PEI

'Be prepared for a wait,' says Northumberland Ferries

Northumberland Ferries is warning travellers using its Wood Islands, P.E.I., to Caribou, N.S., service "to be prepared for a wait" and encouraging them to call ahead and make reservations.

'The people that really are inconvenienced are people that have high-sided vehicles'

MV Confederation tied up at the dock.
With just one ferry in service, Northumberland Ferries' crossings between P.E.I. and Nova Scotia are full to capacity and leaving cars behind. (Julia Cook/CBC)

Northumberland Ferries is warning travellers using its Wood Islands, P.E.I., to Caribou, N.S., service "to be prepared for a wait" and encouraging them to call ahead and make reservations.

The company announced last month the MV Holiday Island was not fit to sail and needed repairs, so it decided to sail its only operational ferry, the MV Confederation, more often and start earlier on weekdays.

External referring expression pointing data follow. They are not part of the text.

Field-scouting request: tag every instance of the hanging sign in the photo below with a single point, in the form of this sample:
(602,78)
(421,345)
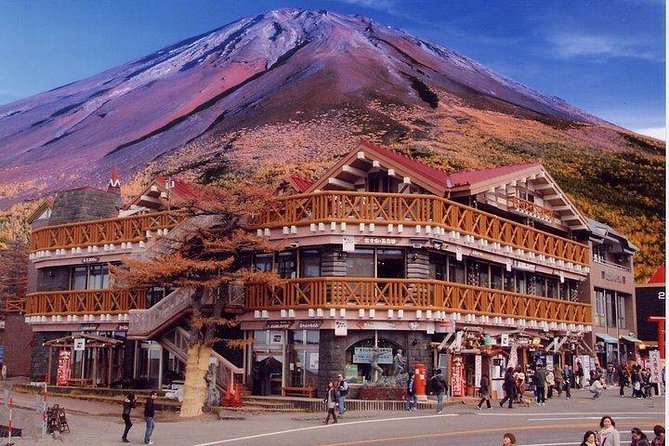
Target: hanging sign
(64,367)
(457,376)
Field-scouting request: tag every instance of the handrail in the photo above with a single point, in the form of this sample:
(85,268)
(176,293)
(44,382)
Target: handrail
(368,207)
(71,302)
(412,294)
(96,232)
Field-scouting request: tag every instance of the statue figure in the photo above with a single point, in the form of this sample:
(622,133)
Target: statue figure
(399,363)
(376,370)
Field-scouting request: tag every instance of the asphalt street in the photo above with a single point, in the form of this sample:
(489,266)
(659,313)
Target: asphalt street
(559,422)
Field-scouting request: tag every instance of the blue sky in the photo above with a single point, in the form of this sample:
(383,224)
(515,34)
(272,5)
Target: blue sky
(606,57)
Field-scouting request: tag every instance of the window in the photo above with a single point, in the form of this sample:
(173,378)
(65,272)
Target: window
(310,263)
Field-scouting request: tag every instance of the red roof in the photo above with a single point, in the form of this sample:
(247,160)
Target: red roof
(436,175)
(474,176)
(658,276)
(300,184)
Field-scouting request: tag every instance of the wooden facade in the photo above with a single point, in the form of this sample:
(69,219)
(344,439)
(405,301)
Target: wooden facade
(99,232)
(414,210)
(354,293)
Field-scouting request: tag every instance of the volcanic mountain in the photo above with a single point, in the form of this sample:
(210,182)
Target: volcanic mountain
(293,89)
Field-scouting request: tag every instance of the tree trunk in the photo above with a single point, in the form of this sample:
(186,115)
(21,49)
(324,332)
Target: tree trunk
(195,386)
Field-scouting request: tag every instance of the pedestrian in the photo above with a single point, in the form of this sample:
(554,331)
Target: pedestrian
(589,439)
(331,402)
(509,439)
(149,411)
(608,435)
(658,430)
(559,380)
(342,389)
(639,438)
(439,387)
(485,391)
(550,383)
(412,400)
(568,377)
(596,388)
(129,403)
(509,388)
(540,382)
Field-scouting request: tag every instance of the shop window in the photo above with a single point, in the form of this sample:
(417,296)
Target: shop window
(360,263)
(456,271)
(310,263)
(390,263)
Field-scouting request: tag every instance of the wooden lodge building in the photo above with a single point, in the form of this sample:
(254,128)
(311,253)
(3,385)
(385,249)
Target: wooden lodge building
(469,272)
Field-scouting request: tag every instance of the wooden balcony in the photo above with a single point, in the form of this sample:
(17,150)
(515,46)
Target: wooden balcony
(99,232)
(81,302)
(366,207)
(532,209)
(412,294)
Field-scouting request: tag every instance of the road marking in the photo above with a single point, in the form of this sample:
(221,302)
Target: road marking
(303,429)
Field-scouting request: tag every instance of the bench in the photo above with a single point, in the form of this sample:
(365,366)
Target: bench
(308,391)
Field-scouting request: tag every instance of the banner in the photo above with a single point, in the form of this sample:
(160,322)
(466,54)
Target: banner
(64,367)
(457,376)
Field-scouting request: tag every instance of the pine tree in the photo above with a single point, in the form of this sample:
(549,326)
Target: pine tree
(206,254)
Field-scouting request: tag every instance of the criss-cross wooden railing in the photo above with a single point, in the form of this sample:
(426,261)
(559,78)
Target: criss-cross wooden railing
(99,232)
(412,294)
(79,302)
(406,209)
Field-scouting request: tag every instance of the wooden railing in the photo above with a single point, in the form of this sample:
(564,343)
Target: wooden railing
(84,302)
(531,208)
(367,207)
(99,232)
(412,294)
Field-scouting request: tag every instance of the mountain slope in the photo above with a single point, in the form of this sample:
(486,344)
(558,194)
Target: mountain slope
(293,89)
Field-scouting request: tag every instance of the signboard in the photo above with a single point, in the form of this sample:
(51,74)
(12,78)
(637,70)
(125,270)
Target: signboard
(64,367)
(278,325)
(363,355)
(477,370)
(457,376)
(341,328)
(309,324)
(79,344)
(348,243)
(655,366)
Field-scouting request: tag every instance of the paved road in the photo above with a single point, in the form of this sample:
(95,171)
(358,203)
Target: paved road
(559,423)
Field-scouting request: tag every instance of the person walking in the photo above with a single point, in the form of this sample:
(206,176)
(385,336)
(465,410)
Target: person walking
(509,388)
(342,388)
(439,387)
(658,430)
(540,382)
(509,439)
(129,403)
(559,380)
(639,438)
(412,400)
(568,376)
(330,402)
(485,391)
(589,439)
(149,412)
(608,435)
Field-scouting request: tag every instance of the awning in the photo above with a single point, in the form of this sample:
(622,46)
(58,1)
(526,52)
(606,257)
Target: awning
(631,339)
(606,338)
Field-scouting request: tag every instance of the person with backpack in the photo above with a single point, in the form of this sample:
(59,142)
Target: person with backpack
(438,383)
(129,403)
(342,388)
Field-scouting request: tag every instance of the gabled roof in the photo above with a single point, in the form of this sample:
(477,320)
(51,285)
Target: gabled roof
(659,276)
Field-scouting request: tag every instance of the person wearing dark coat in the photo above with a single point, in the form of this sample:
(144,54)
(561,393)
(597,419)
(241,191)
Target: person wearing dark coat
(509,388)
(485,391)
(129,403)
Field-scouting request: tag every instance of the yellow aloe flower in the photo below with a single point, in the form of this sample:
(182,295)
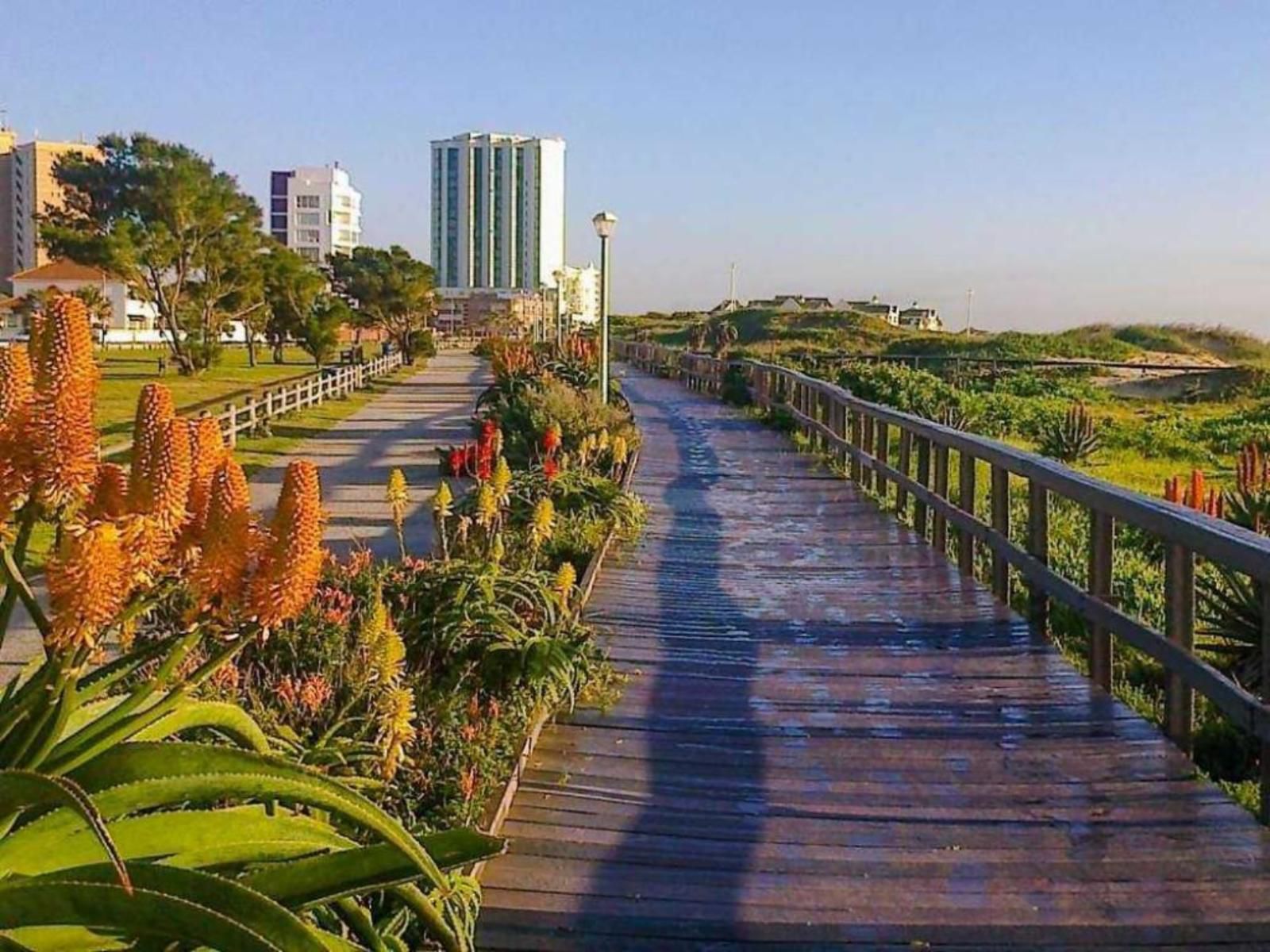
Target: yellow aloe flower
(487,505)
(229,539)
(65,380)
(17,400)
(444,501)
(292,555)
(206,452)
(398,495)
(154,409)
(397,727)
(544,520)
(89,582)
(111,493)
(502,479)
(567,577)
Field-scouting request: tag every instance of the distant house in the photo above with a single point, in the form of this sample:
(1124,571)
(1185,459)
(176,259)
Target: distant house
(876,308)
(793,304)
(131,321)
(921,317)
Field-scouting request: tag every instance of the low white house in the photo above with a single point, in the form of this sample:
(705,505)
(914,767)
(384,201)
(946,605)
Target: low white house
(131,321)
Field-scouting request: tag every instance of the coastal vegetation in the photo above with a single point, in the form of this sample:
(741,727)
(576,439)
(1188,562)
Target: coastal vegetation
(234,740)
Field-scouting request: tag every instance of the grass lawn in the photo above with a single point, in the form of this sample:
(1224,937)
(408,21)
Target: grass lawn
(257,452)
(126,371)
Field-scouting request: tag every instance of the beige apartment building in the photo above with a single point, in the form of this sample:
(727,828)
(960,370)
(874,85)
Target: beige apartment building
(27,188)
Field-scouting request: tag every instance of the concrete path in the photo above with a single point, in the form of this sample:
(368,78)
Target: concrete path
(403,429)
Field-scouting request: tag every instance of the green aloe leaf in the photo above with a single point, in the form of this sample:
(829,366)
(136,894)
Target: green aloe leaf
(228,719)
(186,838)
(321,879)
(25,789)
(139,776)
(168,903)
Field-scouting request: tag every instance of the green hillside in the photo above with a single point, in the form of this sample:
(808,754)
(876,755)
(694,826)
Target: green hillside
(764,333)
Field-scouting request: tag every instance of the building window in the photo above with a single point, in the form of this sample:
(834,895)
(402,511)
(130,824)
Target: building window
(452,217)
(480,216)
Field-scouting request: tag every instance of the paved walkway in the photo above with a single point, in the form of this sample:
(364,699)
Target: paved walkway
(831,738)
(403,429)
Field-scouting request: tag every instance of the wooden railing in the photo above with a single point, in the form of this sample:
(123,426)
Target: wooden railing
(315,389)
(861,435)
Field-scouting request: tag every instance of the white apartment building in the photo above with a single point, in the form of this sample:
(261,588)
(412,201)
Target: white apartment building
(29,188)
(315,211)
(578,294)
(497,211)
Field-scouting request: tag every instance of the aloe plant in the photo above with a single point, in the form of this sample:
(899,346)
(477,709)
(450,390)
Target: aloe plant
(1072,438)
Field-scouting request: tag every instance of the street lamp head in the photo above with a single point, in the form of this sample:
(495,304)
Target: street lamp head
(605,224)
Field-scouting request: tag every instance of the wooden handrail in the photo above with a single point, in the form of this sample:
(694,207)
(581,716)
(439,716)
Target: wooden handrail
(860,431)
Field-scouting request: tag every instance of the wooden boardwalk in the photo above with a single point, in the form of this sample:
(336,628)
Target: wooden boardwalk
(831,738)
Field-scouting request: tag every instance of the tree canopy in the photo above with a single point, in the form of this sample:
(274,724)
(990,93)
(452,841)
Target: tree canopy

"We've opened up more capacity for reservations than what we normally would have," said Don Cormier, Northumberland's vice-president of operations and safety management, noting they've typically been taking reservations for nearly 160 vehicles per crossing.

"The people that really are inconvenienced are people that have high-sided vehicles, 'cause there's quite limited capacity for high-sided vehicles," Cormier added. 

Commercial traffic is using an additional night sailing, he noted.

'Limited frequency of sailings'

"But there's no doubt that the limited frequency of sailings is impacting on the volume of traffic that we'd normally be able to accommodate."

Some sailings are also running about an hour behind schedule, as the company has begun using extra decks for car traffic. They're called mezzanine or MacGregor decks, and Cormier said they take quite a while to deploy and move, but can handle more than 60 extra cars, bringing the ship's capacity to about 215 vehicles. 

It could be another month before the MV Holiday Island is fixed and once again ready for service.